Alcuni elementi del libro sono ancora attuali. Oggi potremmo avere un Frankenstein a Damasco oppure anche un Frankenstein a Tripoli. Quanto accaduto in Iraq, si è ripetuto in qualche modo in Siria, in Libia, in Tunisia, in Yemen… Governi che cadono, milizie armate, estremisti in azione: rivedo tutto questo in altri Paesi. Prendete la Libia: è divisa in tante regioni, ci sono milizie di ogni genere, hanno attecchito gli estremismi. Lo stesso è successo in Siria. È possibile riconoscere le stesse dinamiche così come il coinvolgimento di grandi e piccole potenze. A pagare sono però i più giovani.
Un giovane di 20/25 anni in Iraq deve ancora conoscere la vera pace.
Ho un fratello di 22 anni, senza lavoro. Si è sposato alcuni mesi fa, è molto confuso e preoccupato sul futuro. È difficile. Ed è difficile soprattutto se si considera che la maggioranza della popolazione è giovane e ha bisogno di tante cose: ha bisogno di lavoro, di una vita, di tempo, di futuro. Molti giovani in passato, in queste condizioni, si arruolavano nelle milizie, in al-Qaida. Adesso però prevale la stanchezza. Il grande problema è l’economia: se l’economia dovesse tornare a crescere, forse si risolverebbero tutti gli altri problemi. E l’aiuto della comunità internazionale appare determinante. Dobbiamo collegare l’Iraq agli altri Paesi, la sua economia agli altri mercati. Ma per farlo serve stabilità. In Iraq invece attualmente la situazione è instabile e l’economia risente di questa situazione. Il Paese è instabile perché instabili sono i rapporti tra Iran e Stati Uniti e l’Iraq è un territorio di guerra al centro di questa contesa. L’Iraq è debole. Se l’Iran è sotto sanzioni a risentirne è anche l’Iraq. In Medio Oriente il colonialismo è ancora attivo. Prendete l’Iraq: eravamo sotto influenza britannica, poi statunitense. Poi i russi, poi gli americani. Saddam Hussein era di fatto un uomo di Washington. Nessun pezzo di Medio Oriente può essere davvero capito se non in collegamento a una superpotenza.

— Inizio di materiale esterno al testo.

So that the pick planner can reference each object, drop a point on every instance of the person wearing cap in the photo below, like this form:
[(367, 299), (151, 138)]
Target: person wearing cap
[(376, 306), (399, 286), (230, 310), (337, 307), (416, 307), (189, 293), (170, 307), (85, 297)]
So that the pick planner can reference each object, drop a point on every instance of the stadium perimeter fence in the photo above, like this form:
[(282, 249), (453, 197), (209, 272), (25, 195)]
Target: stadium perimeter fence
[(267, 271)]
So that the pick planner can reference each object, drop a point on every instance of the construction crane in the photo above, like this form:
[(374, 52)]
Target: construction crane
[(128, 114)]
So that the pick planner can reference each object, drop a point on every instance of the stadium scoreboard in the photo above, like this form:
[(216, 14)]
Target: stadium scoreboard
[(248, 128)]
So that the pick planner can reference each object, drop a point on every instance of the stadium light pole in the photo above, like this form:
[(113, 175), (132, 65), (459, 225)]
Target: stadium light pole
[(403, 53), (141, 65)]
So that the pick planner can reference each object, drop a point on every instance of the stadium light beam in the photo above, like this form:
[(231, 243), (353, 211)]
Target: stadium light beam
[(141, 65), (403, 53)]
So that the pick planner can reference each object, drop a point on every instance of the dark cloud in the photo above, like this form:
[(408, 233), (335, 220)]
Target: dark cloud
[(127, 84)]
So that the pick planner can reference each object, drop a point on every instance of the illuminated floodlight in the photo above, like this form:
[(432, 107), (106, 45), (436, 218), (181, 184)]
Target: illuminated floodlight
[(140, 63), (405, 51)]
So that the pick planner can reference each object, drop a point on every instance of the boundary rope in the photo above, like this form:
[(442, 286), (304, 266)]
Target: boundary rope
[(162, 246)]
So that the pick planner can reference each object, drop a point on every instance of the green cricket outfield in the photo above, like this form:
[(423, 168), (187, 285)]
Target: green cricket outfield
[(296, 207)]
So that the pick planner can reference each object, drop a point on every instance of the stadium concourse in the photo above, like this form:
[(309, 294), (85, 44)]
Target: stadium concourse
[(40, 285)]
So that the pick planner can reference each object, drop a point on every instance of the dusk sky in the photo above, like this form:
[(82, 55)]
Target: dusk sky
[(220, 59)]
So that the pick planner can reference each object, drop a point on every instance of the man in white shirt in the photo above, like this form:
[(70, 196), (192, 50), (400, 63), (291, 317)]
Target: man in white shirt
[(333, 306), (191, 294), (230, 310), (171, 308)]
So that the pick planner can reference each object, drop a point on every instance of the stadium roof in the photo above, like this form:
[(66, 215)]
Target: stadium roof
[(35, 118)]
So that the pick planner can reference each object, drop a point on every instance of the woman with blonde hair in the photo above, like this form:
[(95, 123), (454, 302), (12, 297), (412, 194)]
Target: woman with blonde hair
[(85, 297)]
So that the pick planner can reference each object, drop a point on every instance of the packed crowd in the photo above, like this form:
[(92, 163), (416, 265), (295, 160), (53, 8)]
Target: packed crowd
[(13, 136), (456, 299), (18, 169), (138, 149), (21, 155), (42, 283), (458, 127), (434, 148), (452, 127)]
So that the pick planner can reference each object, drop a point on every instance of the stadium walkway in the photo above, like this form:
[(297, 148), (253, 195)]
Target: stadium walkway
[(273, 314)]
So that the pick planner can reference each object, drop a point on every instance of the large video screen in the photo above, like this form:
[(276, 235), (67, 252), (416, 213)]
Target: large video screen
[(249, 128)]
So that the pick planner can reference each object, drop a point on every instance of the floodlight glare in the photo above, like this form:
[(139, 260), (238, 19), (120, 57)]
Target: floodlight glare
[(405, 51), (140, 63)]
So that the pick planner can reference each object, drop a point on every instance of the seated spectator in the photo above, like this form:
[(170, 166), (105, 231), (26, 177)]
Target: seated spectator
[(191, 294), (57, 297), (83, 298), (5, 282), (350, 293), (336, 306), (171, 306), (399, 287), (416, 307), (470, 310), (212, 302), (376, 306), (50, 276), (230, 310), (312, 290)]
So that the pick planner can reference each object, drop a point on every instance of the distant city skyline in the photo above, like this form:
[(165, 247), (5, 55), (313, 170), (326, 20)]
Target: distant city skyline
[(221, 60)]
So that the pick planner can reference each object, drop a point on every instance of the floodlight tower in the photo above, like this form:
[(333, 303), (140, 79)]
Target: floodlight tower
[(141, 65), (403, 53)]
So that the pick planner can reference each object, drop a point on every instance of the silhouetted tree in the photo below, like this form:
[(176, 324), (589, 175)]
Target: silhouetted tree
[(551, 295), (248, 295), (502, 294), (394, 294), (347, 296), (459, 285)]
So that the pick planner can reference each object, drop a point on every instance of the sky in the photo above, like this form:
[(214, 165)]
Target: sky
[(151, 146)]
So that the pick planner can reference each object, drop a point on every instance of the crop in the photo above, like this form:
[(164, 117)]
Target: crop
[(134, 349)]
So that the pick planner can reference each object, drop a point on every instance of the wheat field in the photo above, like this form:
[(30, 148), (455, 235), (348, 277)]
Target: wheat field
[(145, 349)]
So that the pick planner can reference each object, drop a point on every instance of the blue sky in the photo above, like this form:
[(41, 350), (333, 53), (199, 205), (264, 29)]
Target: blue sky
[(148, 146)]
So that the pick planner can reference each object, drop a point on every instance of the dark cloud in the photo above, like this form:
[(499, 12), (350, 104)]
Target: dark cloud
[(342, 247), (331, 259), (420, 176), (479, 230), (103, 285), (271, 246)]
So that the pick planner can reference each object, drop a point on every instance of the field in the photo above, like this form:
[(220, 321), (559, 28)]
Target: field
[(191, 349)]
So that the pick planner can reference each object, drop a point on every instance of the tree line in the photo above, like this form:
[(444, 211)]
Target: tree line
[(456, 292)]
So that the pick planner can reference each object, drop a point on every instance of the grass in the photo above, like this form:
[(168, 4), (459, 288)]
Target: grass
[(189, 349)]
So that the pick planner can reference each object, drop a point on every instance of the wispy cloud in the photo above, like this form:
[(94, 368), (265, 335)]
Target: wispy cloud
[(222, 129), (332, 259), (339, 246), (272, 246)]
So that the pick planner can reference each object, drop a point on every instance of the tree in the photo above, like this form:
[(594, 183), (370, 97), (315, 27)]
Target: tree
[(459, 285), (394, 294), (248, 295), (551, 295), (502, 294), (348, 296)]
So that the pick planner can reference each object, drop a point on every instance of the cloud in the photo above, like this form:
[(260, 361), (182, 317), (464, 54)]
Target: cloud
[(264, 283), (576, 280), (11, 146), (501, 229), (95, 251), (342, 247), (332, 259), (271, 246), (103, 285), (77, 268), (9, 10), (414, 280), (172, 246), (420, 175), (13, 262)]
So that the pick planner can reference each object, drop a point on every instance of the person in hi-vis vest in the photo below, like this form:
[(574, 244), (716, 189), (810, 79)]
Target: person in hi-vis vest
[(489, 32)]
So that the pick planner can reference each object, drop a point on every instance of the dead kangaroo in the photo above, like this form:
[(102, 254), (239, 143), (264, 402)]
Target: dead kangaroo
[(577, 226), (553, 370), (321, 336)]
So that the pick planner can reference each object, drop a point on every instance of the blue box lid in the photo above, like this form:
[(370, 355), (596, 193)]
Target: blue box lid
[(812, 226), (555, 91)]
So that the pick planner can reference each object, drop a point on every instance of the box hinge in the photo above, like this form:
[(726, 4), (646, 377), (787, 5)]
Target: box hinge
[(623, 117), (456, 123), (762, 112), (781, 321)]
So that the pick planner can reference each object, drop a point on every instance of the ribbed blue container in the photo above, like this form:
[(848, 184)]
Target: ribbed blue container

In Italia, è stato scritto che il suo libro è un manifesto contro la guerra.
Sì. Sono d’accordo. La guerra dovrebbe essere soltanto parte della storia dell’umanità e non una situazione perdurante. La gente non può vivere sempre in guerra. In Iraq sfortunatamente la guerra continua a ripresentarsi. Da bambino c’era la guerra con l’Iran, da teenager venivo addestrato a uccidere, da giovane Saddam ha invaso il Kuwait e dopo sono entrato nell’esercito. Per tre volte sono entrato nell’esercito, l’ultima volta nel 2002, per cinque/sei mesi, dopo l’invasione americana. Quando ho concluso la terza chiamata, l’ufficiale mi ha detto: questa è l’ultima volta, non preoccuparti. Allora sono tornato a casa, ho preso l’uniforme e gli ho dato fuoco.